Chronic renal failure is a progressive development disease, and has a character with irreversible, and most with poor prognosis. The report said: when the Scr>442umol/h, become terminal uremia just need 10.8 months, Scr is higher and the condition of developing is faster, the life time is shorter, need to take dialysis and the time of transplant is shorter.
The disease course and prognosis of chronic renal failure are related with two factors.
The first is fundamental cause, chronic glomerulonephritis is 10 months, no obstructed pyelonephritis is 14 months, diabetic nephropathy is the worst, only 6 month, and polycystic kidney is 18 month.
The second is all kinds of complications and intensifying factors, in the complication, the worst is hypertension; all kinds of intensifying factors like age、diet.

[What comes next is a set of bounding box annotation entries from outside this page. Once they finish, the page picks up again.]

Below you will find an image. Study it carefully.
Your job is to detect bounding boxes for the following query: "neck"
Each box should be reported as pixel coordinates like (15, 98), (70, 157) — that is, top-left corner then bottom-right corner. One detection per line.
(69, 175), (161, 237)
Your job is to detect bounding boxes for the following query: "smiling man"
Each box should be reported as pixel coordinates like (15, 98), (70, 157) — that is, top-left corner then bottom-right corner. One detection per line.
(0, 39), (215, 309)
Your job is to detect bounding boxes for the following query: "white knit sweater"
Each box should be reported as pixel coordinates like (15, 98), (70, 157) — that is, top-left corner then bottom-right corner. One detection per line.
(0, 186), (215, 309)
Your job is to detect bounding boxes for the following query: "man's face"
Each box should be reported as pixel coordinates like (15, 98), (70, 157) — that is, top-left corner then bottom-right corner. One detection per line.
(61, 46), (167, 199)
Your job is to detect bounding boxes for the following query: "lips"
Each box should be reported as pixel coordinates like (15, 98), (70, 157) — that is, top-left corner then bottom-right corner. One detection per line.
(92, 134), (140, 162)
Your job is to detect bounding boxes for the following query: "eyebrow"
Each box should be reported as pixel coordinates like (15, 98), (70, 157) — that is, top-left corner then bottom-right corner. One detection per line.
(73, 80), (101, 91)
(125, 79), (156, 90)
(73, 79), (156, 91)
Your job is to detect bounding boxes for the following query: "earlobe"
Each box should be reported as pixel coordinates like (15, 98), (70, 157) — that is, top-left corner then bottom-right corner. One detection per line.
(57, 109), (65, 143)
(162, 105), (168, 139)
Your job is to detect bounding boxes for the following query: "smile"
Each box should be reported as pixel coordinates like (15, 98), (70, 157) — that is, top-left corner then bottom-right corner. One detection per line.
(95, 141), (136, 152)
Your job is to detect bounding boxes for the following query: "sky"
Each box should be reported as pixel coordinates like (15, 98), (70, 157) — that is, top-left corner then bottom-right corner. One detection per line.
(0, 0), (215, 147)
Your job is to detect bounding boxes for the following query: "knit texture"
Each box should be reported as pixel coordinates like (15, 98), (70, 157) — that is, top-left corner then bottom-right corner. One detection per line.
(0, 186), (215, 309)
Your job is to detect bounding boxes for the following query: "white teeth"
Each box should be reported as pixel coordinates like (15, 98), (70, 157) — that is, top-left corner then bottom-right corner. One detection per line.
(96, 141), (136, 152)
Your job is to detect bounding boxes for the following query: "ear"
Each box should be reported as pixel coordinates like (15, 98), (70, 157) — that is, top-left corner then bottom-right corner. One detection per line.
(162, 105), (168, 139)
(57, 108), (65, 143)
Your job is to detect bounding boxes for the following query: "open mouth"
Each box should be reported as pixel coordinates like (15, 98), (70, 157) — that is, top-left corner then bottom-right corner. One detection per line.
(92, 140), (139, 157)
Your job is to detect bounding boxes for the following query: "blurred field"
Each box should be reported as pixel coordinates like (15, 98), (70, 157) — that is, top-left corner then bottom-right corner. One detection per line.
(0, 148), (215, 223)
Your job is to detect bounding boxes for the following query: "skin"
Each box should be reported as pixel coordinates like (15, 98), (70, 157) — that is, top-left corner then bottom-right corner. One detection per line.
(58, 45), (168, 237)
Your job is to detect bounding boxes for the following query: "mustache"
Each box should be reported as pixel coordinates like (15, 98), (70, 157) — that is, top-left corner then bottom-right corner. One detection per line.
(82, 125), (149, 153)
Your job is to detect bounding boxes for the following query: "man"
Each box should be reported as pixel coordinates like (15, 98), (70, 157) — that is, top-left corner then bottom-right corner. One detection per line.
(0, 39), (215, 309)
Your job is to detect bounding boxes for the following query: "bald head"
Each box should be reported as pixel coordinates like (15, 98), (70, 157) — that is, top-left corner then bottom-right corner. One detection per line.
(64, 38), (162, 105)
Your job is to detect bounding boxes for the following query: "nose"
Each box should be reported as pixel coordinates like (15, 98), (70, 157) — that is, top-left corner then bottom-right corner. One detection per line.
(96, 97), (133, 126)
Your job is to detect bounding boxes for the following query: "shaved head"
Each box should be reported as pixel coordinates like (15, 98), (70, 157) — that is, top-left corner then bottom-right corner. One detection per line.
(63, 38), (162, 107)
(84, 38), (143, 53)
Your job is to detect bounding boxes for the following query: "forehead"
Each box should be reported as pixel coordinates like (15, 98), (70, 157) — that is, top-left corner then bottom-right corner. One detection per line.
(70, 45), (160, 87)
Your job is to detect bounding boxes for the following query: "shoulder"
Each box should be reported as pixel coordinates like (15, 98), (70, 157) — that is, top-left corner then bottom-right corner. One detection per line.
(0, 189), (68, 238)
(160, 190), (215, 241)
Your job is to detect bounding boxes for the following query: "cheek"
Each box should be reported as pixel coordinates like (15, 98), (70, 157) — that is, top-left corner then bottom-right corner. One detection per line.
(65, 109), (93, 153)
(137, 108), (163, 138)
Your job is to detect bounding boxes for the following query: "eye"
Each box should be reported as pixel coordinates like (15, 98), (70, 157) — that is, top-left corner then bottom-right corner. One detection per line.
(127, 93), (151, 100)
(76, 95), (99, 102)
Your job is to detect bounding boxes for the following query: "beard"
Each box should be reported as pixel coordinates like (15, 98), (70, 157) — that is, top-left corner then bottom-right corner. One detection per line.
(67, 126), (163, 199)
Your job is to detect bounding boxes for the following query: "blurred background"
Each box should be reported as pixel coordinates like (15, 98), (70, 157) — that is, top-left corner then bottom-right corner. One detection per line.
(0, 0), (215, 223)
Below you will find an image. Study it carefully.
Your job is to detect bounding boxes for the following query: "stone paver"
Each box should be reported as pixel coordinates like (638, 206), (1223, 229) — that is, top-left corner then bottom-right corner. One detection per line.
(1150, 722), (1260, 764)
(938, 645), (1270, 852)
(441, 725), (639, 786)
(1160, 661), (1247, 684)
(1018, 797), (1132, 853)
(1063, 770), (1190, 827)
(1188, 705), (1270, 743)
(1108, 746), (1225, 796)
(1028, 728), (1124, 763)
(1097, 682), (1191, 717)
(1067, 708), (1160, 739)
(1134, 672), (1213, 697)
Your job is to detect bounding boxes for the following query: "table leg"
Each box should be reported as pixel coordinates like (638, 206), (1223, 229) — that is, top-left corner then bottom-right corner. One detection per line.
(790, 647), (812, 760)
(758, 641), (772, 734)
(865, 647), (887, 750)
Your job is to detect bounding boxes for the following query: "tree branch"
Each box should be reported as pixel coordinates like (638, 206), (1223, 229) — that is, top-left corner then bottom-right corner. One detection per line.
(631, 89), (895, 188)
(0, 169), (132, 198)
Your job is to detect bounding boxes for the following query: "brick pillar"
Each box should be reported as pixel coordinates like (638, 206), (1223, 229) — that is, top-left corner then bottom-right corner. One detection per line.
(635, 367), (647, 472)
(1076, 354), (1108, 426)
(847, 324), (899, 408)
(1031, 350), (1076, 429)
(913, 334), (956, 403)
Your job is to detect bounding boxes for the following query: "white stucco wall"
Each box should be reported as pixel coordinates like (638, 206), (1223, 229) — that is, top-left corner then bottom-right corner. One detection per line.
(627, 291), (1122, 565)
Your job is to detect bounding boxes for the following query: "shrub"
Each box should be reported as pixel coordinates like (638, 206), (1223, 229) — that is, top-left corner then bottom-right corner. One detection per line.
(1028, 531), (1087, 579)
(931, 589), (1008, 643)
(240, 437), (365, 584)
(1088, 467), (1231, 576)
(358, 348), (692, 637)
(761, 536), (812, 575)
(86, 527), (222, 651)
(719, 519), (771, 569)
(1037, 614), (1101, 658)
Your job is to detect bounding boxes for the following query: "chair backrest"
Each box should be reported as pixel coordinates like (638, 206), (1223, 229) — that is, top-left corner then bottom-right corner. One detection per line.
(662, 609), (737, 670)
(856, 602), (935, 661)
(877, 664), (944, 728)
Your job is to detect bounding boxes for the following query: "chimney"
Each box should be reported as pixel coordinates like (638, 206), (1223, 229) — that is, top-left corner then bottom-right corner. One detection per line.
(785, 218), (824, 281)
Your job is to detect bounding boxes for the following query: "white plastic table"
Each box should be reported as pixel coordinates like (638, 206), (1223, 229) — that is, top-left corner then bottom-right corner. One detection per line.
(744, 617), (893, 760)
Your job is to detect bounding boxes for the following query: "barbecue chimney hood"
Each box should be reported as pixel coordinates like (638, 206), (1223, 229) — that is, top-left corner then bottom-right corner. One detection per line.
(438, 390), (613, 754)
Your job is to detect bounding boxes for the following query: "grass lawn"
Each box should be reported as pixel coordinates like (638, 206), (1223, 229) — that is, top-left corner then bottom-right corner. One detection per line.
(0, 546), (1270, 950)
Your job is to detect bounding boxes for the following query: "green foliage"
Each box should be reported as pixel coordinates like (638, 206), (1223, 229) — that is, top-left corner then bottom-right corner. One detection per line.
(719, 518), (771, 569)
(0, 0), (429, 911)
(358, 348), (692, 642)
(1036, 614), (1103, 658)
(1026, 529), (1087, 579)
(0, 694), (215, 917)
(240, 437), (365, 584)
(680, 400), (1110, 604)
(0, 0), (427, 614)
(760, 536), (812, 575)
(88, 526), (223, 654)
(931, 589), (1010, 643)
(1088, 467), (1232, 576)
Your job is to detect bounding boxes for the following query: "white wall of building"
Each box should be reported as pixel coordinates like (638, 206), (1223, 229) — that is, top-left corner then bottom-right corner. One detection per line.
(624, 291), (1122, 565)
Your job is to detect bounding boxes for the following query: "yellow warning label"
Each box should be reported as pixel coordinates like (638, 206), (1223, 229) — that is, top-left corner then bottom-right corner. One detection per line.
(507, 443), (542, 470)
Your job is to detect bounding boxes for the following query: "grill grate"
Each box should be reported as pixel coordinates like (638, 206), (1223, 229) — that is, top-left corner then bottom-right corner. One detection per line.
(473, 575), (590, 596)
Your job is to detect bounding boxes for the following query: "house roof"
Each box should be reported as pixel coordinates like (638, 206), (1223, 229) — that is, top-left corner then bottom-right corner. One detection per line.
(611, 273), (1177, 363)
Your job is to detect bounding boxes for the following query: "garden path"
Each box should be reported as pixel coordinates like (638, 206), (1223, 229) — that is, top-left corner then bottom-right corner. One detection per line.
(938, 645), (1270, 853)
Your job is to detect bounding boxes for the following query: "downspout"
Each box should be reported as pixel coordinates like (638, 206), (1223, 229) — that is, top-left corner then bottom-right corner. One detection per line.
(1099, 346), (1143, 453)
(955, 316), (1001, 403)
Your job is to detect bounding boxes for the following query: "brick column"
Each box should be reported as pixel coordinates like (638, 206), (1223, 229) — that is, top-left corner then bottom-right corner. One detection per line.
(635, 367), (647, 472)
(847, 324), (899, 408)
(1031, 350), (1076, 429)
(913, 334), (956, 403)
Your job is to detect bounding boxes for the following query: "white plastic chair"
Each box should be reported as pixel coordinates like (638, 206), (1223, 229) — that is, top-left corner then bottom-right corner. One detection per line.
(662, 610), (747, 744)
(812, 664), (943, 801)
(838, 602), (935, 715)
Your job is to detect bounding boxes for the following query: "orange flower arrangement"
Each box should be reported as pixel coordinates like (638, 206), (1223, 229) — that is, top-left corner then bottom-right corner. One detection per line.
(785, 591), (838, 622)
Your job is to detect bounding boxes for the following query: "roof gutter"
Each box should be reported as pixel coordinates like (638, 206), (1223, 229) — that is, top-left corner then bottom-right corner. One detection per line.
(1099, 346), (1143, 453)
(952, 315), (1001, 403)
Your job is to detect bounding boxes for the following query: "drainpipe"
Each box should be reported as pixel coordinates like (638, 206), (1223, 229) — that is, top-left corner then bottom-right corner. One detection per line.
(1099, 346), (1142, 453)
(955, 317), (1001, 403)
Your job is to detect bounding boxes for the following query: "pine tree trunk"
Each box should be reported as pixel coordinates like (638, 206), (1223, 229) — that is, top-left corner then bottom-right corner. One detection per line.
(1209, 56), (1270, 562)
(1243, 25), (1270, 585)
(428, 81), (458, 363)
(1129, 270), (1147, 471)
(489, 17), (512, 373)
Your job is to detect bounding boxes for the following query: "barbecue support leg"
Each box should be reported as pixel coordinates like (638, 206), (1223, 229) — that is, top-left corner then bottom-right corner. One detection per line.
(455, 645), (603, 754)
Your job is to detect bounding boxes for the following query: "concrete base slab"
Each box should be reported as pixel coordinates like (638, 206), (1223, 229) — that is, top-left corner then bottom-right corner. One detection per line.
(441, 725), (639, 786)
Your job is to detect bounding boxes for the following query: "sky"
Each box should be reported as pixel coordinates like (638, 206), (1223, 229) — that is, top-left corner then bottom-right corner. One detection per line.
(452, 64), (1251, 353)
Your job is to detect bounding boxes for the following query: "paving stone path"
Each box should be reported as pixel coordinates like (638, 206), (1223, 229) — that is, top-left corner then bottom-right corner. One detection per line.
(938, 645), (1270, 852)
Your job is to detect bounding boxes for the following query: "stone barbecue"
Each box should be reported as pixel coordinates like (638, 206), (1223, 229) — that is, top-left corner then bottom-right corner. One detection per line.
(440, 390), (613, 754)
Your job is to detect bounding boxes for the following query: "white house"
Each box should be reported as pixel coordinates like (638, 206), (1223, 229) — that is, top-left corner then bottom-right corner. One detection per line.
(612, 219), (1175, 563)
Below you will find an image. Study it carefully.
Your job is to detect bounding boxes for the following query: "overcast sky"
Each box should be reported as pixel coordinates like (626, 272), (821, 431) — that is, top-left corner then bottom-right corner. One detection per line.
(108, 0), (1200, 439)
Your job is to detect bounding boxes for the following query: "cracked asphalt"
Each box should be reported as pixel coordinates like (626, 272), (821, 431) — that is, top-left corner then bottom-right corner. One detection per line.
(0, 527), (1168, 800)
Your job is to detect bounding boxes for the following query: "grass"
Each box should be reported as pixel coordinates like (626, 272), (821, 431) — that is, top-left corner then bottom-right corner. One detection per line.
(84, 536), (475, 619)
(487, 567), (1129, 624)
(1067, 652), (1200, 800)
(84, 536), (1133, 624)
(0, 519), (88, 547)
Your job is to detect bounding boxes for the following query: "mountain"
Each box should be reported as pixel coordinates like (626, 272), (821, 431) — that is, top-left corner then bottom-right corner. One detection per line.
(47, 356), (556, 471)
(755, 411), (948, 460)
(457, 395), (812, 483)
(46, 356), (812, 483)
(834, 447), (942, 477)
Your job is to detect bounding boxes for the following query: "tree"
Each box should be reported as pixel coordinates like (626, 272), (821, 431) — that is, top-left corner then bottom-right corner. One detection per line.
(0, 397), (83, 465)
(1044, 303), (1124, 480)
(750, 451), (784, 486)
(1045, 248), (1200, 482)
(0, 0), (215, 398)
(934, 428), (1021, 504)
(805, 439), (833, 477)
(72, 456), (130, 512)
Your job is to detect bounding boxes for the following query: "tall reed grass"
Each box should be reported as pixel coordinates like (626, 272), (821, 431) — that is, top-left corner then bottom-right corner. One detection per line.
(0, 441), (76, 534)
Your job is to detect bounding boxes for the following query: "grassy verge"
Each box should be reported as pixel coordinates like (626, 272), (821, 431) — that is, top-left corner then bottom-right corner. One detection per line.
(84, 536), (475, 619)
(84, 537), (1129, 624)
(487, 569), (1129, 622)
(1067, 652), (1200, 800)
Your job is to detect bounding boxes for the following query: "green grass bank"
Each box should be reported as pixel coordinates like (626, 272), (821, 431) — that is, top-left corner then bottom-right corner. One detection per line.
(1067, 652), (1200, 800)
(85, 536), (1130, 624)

Infecting heart failure、dehydration or malpractice will lead to kidney function deteriorates and affect prognosis. But if taking reasonable treatment and correction aimed at above disadvantages and the problem with nutrient、 metabolism、anemia rapidly, can still turn the part of condition around.
How to take early prevention for chronic renal failure, and delay the development of chronic renal failure have been become the main problem for many countries. Now the expert gives us three preventions:
1、Primary prevention, also called as early prevention
For the patients have had kidney disease or may cause CRF, , such as chronic nephropathy、pyelonephritis diabetes、high blood pressure, take early census and effective treatment to prevent chronic renal failure.
For preventing chronic renal failure developed continuously and aggravated suddenly, correct lipid disorder actively、take fine protein, control high blood pressure, avoid intensifying factors.
Avoid external infection、infection, at the same time pay attention to reasonable diet and rest to prevent the development of condition and promote the recovery of condition.
For the terminal stage of renal failure to take active treatment to prevent the occurrence of complications, like hyperkalemia、heart failure、metabolic acidosis, should strengthen early prevention for CRF and delay the development of disease course, and attach importance to the development、improvement and promotion of non-dialysis treatment. Dialysis and transplant should adopt in the life saving.